H&M Glenn Martens : une collaboration audacieuse et accessible
Le 4 octobre dernier, Glenn Martens fait vibrer le Centquatre, à Paris. À peine quelques mois après avoir dévoilé sa première collection couture pour Margiela, le designer belge, nommé directeur artistique de la maison en janvier 2025, s’attaque cette fois-ci au prêt-à-porter, avec la même audace. Un exercice d’équilibriste au cours duquel il réinterprète les codes du vestiaire Margiela entre références à l’histoire de la maison et réappropriation de ses codes.
Quelques jours plus tôt, c’est à Milan qu’il semait la pagaille en organisant une chasse aux œufs géante pour le défilé Diesel printemps-été 2026, label qu’il pilote depuis 2020. C’est dans cette même veine, à la fois impertinente et démocratique, qu’il s’associe à H&M. Au travers d’une collaboration pensée avec ce leitmotiv : dévergonder le quotidien, mais avec style. En explorant les archives de la marque suédoise, Glenn Martens s’attaque à ses basiques les plus universels (t-shirts, chemises à carreaux, bombers, jeans) pour mieux les “glennifier”.


Une collection hybride et joyeusement transformable
Vêtements en trompe-l’œil, sacs et bottes XXL, fils métalliques et matières à effet foil transforment ces classiques en objets mouvants, capables de se sculpter et de se réinventer au gré de l’humeur de leur propriétaire. Le résultat ? Une collection hybride et joyeusement transformable… L’humour, fil rouge du créateur, infuse jusque dans la campagne imaginée pour l’occasion. En résulte un portrait de famille improbable réunissant deux légendes du cinéma britannique, Joanna Lumley et Richard E. Grant, dans une composition colorée, peuplée d’animaux et de détails loufoques.

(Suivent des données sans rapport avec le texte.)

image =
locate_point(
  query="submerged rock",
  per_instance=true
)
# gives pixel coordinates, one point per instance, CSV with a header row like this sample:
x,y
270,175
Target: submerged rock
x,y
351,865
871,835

Quelques années après avoir collaboré avec Rabanne, Mugler ou encore Magda Butrym, H&M signe ici un retour à ses grandes heures de dialogue avec les designers. Et cette fois, c’est avec un trublion de la mode qu’Ann-Sofie Johansson, directrice de la création d’H&M depuis 2008, a orchestré cette rencontre. Ensemble, ils livrent une collection tout sauf banale. Un exercice de style à la fois conceptuel et profondément démocratique, disponible dès ce jeudi 30 octobre dans une sélection de magasins et sur hm.com. Rencontre.

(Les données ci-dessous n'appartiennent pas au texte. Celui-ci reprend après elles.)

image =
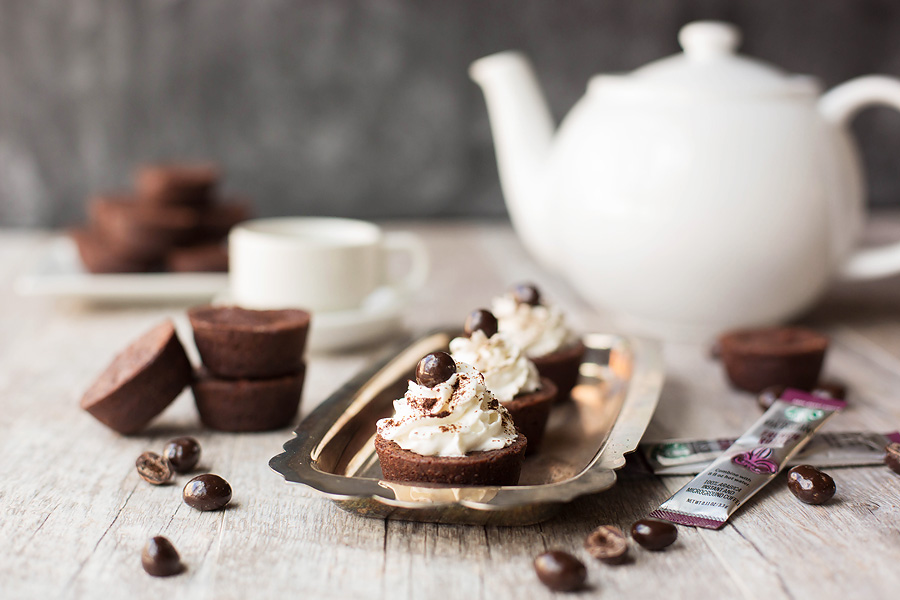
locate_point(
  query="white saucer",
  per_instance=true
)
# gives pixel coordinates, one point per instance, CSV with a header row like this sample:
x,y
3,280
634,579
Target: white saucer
x,y
380,317
59,273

L’interview de Glenn Martens et Ann-Sofie Johansson
Numéro : Lors de votre première rencontre, quel a été le point de départ de la conversation ? Qu’est-ce qui vous a immédiatement donné envie de collaborer, et qu’est-ce que vous vouliez éviter ?
Ann-Sofie Johansson : Nous voulions simplement un peu de Glenn, de son énergie, de sa vision. Il nous intriguait énormément, car on trouvait son univers créatif à la fois audacieux et rafraîchissant. Nous l’avons contacté il y a presque deux ans, avec une approche très simple. Car nous aimons que les collaborations gardent une part de spontanéité. Mais cette fois, nous voulions aussi apporter une touche plus personnelle. Une direction claire en invitant Glenn Martens à revisiter certaines de nos pièces iconiques. Nous lui avons donc soumis une liste de nos best-sellers (le t-shirt, le sweat à capuche, le jean, le trench). Et nous lui avons proposé de les “glennifier”. C’était un point de départ assez ludique et instinctif, qui a tout de suite éveillé notre curiosité des deux côtés.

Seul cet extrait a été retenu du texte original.